Letter, Opinion

Backward on school choice

Dear Editor,

In former Vermont secretary of education Rebecca Holcome’s commentary published in the Mountain Times, March 23, titled “Unintended consequences: Vermont Senate Bill 219 on course to hand a weapon to the religious right” is pure sophistry. If anything, school choice is the epitome of educational democracy. And, if anything, Vermont’s public-school monopoly is the epitome of educational tyranny.

For example, Ms. Holcombe’s characterization that “… private schools still can choose which students with disabilities they’ll enroll” is disingenuous at best. Public schools also have the option of choosing “…which students with disabilities they’ll enroll.” The onus for educating disabled students rests with the school district, not any given school, public or independent, residing in that district.

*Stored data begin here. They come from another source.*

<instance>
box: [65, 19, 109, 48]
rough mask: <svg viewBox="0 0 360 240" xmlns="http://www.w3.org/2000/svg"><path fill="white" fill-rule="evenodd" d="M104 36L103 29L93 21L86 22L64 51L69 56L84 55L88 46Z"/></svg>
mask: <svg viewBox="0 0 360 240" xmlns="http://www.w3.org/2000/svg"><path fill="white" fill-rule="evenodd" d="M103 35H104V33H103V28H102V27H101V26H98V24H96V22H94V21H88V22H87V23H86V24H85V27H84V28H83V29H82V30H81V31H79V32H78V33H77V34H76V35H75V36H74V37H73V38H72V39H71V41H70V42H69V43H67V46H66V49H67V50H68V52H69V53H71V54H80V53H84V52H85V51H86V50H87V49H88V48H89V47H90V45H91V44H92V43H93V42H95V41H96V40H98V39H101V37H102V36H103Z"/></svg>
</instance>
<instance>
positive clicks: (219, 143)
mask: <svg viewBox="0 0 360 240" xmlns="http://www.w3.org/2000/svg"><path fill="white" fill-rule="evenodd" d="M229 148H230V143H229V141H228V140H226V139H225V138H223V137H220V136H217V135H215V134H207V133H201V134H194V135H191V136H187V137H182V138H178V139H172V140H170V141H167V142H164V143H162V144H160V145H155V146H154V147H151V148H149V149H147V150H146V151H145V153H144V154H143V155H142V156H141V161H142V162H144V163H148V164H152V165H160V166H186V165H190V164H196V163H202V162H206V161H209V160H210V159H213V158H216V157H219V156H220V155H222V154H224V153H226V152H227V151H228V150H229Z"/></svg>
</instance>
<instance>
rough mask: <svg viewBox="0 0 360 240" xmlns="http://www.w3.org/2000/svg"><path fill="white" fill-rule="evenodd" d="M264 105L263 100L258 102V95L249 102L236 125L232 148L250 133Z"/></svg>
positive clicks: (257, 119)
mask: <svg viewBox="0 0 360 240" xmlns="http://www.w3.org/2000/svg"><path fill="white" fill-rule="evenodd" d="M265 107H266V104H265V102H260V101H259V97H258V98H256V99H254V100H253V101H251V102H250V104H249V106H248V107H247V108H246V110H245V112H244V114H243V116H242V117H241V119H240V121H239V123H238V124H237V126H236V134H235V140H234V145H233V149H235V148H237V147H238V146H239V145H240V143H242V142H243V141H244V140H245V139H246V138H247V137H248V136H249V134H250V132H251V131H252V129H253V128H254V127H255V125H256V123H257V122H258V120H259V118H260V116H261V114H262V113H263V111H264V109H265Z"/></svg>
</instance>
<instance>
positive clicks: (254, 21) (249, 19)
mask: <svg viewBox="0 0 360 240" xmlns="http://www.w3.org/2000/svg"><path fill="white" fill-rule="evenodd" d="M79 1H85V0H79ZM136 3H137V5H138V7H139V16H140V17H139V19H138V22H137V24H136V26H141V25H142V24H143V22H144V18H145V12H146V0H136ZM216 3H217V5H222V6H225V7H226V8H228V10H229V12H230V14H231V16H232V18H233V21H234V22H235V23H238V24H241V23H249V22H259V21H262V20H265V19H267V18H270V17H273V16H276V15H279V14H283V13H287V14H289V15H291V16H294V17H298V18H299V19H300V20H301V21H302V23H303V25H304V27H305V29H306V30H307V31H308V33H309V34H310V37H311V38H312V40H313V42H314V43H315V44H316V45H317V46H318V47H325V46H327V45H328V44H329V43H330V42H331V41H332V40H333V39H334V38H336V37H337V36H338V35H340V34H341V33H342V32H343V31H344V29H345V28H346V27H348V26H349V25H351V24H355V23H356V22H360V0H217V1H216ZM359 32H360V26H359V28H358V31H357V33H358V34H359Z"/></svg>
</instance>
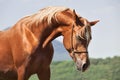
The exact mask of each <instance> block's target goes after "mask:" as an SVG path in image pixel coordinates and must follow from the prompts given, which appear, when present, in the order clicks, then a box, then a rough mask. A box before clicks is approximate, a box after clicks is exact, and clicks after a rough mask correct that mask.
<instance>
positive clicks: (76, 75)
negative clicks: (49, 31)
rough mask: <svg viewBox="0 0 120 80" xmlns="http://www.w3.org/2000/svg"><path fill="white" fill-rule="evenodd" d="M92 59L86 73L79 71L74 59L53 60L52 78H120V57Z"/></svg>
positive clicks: (68, 79)
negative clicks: (53, 61)
mask: <svg viewBox="0 0 120 80" xmlns="http://www.w3.org/2000/svg"><path fill="white" fill-rule="evenodd" d="M90 61H91V66H90V67H89V69H88V70H87V71H86V72H84V73H82V72H79V71H77V70H76V67H75V64H74V63H73V62H72V61H61V62H53V63H52V65H51V69H52V70H51V72H52V74H51V80H120V57H117V56H115V57H113V58H106V59H102V58H100V59H90ZM31 78H33V77H31ZM30 80H38V79H37V78H36V79H30Z"/></svg>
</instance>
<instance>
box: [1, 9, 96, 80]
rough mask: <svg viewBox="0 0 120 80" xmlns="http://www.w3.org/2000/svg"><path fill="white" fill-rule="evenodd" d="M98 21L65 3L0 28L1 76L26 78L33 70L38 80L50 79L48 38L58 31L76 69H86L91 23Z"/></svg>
mask: <svg viewBox="0 0 120 80" xmlns="http://www.w3.org/2000/svg"><path fill="white" fill-rule="evenodd" d="M97 22H98V20H96V21H92V22H89V21H88V20H87V19H85V18H83V17H81V16H79V15H78V14H76V12H75V10H73V9H70V8H65V7H47V8H44V9H41V10H40V11H39V12H37V13H35V14H33V15H30V16H26V17H24V18H22V19H21V20H19V21H18V22H17V23H16V24H15V25H14V26H13V27H12V28H10V29H8V30H5V31H1V32H0V80H28V78H29V77H30V76H31V75H32V74H35V73H36V74H37V75H38V78H39V79H40V80H50V63H51V61H52V58H53V52H54V50H53V46H52V43H51V41H52V40H54V39H55V38H56V37H58V36H60V35H62V36H63V43H64V47H65V48H66V50H67V51H68V52H69V55H70V56H71V57H72V59H73V61H74V62H75V63H76V66H77V69H78V70H80V71H85V70H86V69H87V68H88V66H89V64H90V62H89V57H88V51H87V48H88V44H89V42H90V40H91V26H93V25H95V24H96V23H97Z"/></svg>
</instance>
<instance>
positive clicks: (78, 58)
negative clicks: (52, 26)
mask: <svg viewBox="0 0 120 80" xmlns="http://www.w3.org/2000/svg"><path fill="white" fill-rule="evenodd" d="M56 17H57V21H58V23H59V24H60V26H59V27H58V31H59V32H61V34H62V35H63V43H64V47H65V48H66V50H67V51H68V52H69V55H70V56H71V57H72V59H73V61H74V62H75V63H76V66H77V69H78V70H80V71H85V70H86V69H87V68H88V66H89V65H90V61H89V56H88V45H89V42H90V40H91V26H93V25H95V24H96V23H97V22H99V20H96V21H92V22H89V21H88V20H87V19H85V18H83V17H80V16H78V15H77V14H76V12H75V10H70V9H67V10H65V11H62V12H59V13H57V14H56Z"/></svg>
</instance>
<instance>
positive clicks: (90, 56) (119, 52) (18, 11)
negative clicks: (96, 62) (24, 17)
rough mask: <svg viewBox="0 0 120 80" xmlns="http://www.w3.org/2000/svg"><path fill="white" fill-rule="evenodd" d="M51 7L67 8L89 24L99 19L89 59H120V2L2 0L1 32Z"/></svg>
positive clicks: (92, 33)
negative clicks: (20, 19)
mask: <svg viewBox="0 0 120 80" xmlns="http://www.w3.org/2000/svg"><path fill="white" fill-rule="evenodd" d="M47 6H65V7H69V8H72V9H75V10H76V12H77V13H78V14H80V15H81V16H83V17H85V18H87V19H88V20H89V21H92V20H98V19H99V20H100V22H99V23H98V24H96V25H95V26H94V27H93V28H92V41H91V43H90V45H89V56H90V57H94V58H98V57H102V58H105V57H112V56H115V55H119V56H120V42H119V41H120V0H0V30H3V29H5V28H7V27H9V26H13V25H14V24H15V23H16V22H17V21H18V20H19V19H20V18H22V17H24V16H26V15H30V14H33V13H35V12H37V11H38V10H39V9H41V8H44V7H47ZM57 40H60V41H62V38H57Z"/></svg>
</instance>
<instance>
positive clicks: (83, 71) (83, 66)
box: [76, 63, 89, 72]
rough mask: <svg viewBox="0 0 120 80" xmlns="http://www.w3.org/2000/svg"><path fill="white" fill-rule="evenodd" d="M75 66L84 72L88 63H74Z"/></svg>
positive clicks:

If a dyslexic student lives in a given school district, and the local public school isn’t equipped to educate that student, the school can choose to add that service to its curricula or not. If the school chooses to forego those services, the student’s IEP Team has the option of sending that student to a school specializing in providing dyslexic student services — at school district expense. But the IEP Team can’t force any given school, public or independent, to provide those services. But again, the school district (LEA) is required to pay whatever it takes to provide that dyslexic student with what is called a ‘free and appropriate education’ (FAPE).

“FAPE is an individualized educational program that is designed to meet the child’s unique needs and from which the child receives educational benefit, and prepares them for further education, employment, and independent living,” [according to a definition on wrightslaw.com.

The Greenwood School, in Putney, Vermont, is an independent school specializing in the education of dyslexic students, and LEAs often choose to send their students there, rather than invest heavily in a specialized program for only one or two students that may only be required for a few years. Never mind that Greenwood has a great track-record of successful outcomes and the public school has no track record at all. I can elaborate further if anyone cares to indulge this rather complex topic. There are always exceptions to consider. But suffice it to say, Ms. Holcombe is clearly an advocate for the established public school special interests that stalk their funding at the great public school monopoly watering-hole — without accepting any responsibility for the student outcomes they create.

Jay Eshelman, Westminster
(Eshelman is a business owner and a former Work Force Investment Board and River Valley Technical Center board member.)